LLM-FS-Agent: A Deliberative Role-based Large Language Model Architecture for Transparent Feature Selection
Mohamed Bal-Ghaoui, Fayssal Sabri
TL;DR
This work tackles high-dimensionality and interpretability in feature selection by introducing LLM-FS-Agent, a deliberative, role-based multi-agent LLM framework that generates transparent justifications for feature importance. The architecture enlists Initiator, Refiner, Challenger, and Judge agents to debate feature relevance, yielding a final score $S_{\text{final}} = w_r \cdot S_{\text{refined}} + w_c \cdot S_{\text{challenged}}$ with $w_r + w_c = 1$. Evaluated on the CIC-DIAD 2024 IoT intrusion detection dataset, LLM-FS-Agent outperforms or matches strong baselines (including LLM-Select and PCA) while reducing downstream training time by 46% (p = 0.028, $\text{Cohe}\n'$n's d = 0.87). The results demonstrate that deliberation improves decision transparency and computational efficiency, with robust performance across multiple LLM backbones and downstream classifiers. Overall, the approach offers a practical, auditable solution for high-stakes domains like cybersecurity intrusion detection.
Abstract
High-dimensional data remains a pervasive challenge in machine learning, often undermining model interpretability and computational efficiency. While Large Language Models (LLMs) have shown promise for dimensionality reduction through feature selection, existing LLM-based approaches frequently lack structured reasoning and transparent justification for their decisions. This paper introduces LLM-FS-Agent, a novel multi-agent architecture designed for interpretable and robust feature selection. The system orchestrates a deliberative "debate" among multiple LLM agents, each assigned a specific role, enabling collective evaluation of feature relevance and generation of detailed justifications.
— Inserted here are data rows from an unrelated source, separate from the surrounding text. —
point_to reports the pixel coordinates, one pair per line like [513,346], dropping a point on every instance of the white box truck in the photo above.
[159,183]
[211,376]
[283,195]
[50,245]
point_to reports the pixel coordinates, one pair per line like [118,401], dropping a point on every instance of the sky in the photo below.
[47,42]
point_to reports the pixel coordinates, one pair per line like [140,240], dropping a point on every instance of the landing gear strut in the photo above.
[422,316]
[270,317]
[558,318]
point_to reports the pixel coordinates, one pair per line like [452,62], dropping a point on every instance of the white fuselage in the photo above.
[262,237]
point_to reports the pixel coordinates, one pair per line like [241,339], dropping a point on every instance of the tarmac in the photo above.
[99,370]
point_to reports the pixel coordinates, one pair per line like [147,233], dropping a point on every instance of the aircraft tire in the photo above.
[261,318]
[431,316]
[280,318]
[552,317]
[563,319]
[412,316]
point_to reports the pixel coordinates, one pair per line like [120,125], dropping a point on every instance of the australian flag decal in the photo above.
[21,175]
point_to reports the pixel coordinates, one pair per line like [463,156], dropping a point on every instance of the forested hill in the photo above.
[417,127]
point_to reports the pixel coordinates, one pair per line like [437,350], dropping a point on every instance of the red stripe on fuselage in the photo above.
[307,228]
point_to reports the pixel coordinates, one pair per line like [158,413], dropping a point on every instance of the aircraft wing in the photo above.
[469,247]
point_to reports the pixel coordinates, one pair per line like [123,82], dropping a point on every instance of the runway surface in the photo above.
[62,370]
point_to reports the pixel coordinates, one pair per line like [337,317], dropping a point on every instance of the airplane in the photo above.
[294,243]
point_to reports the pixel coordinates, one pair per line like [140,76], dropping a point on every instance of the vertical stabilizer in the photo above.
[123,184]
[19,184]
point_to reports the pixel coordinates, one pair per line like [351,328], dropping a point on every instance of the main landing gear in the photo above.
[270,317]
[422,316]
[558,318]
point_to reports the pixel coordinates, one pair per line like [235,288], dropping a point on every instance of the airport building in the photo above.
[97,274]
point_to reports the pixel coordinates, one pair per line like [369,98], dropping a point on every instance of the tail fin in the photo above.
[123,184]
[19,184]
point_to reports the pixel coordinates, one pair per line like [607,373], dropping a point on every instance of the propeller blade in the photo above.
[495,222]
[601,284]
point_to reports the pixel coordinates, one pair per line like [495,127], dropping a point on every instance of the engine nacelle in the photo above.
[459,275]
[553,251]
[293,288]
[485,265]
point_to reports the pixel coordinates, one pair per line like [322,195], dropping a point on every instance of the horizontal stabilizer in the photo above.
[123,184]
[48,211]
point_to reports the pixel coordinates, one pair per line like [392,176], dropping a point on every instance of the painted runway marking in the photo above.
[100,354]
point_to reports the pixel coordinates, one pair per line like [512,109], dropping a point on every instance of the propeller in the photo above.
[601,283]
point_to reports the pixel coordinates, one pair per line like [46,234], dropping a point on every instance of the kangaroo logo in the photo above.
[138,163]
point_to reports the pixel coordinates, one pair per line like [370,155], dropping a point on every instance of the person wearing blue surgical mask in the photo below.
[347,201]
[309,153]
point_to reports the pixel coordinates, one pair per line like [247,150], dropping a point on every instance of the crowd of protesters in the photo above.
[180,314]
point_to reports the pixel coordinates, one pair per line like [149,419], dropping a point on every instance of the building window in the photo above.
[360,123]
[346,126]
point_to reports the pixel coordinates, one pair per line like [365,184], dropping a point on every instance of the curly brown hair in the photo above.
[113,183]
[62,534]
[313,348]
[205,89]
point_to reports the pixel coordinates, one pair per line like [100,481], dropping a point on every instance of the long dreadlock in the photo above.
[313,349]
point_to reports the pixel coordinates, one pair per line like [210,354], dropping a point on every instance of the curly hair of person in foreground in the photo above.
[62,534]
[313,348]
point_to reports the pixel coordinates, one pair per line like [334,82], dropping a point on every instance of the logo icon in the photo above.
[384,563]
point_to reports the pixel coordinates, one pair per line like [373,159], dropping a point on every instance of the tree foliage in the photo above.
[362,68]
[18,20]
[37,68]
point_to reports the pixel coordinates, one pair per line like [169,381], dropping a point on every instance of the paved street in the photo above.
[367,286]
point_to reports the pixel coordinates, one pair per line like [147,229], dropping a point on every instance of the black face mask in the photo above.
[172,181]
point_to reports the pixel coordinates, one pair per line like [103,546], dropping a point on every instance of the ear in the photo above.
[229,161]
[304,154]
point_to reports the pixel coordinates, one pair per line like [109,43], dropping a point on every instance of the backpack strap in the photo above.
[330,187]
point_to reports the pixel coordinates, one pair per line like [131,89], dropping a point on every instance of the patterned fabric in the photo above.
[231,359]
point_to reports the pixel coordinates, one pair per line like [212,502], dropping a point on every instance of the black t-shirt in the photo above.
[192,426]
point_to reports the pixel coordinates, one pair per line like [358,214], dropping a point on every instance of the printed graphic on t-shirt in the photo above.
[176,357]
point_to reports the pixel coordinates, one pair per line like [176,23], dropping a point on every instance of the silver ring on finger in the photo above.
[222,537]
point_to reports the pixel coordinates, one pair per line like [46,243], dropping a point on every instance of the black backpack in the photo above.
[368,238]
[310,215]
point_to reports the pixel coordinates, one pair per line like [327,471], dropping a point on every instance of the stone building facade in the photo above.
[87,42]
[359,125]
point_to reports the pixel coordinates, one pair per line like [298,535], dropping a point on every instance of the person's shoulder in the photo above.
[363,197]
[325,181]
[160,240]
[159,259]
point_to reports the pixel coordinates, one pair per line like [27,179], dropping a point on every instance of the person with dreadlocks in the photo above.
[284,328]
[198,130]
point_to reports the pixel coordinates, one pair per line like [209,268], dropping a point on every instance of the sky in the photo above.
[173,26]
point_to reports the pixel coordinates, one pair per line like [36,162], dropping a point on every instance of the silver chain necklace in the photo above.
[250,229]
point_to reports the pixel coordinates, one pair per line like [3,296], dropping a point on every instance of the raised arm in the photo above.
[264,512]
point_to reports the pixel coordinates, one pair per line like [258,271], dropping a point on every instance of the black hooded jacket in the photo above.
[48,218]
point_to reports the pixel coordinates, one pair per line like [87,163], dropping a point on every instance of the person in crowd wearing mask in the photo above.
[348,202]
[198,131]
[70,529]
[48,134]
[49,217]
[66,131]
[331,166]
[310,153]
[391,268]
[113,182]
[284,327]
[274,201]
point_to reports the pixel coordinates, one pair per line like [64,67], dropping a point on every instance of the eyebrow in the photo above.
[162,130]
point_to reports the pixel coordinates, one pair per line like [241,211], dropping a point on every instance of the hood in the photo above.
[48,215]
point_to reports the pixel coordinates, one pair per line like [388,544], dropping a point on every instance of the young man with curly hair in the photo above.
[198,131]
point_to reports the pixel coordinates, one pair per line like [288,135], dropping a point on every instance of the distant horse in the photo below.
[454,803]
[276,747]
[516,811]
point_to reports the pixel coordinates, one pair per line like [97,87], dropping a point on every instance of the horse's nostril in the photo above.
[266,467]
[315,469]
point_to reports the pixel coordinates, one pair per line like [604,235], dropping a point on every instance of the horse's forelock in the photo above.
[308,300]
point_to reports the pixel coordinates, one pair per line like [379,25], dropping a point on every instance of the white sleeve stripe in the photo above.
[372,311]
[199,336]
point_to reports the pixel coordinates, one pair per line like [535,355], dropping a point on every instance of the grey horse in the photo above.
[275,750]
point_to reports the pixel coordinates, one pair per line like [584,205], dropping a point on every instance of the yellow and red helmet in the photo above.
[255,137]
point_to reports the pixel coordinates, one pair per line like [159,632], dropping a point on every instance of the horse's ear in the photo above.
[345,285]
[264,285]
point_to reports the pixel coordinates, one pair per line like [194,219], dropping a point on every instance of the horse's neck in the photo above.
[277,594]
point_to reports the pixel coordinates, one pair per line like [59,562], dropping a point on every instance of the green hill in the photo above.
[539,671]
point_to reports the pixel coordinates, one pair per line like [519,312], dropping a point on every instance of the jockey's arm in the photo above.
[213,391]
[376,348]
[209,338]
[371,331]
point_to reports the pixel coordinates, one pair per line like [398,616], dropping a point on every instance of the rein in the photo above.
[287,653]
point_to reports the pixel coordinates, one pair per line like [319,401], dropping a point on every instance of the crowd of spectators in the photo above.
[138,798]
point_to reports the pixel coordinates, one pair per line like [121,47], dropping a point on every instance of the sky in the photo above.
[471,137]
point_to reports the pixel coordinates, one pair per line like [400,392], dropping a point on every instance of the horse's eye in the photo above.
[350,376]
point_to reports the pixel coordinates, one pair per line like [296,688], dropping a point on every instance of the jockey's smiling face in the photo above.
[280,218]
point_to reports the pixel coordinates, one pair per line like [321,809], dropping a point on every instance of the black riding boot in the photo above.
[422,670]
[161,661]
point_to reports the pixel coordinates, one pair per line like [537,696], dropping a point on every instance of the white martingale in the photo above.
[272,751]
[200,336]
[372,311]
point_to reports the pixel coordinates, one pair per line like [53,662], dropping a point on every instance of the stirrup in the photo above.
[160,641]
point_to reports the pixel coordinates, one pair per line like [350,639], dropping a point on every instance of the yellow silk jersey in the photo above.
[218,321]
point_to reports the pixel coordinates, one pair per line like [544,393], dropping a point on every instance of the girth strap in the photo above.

We evaluate LLM-FS-Agent in the cybersecurity domain using the CIC-DIAD 2024 IoT intrusion detection dataset and compare its performance against strong baselines, including LLM-Select and traditional methods such as PCA. Experimental results demonstrate that LLM-FS-Agent consistently achieves superior or comparable classification performance while reducing downstream training time by an average of 46% (statistically significant improvement, p = 0.028 for XGBoost). These findings highlight that the proposed deliberative architecture enhances both decision transparency and computational efficiency, establishing LLM-FS-Agent as a practical and reliable solution for real-world applications.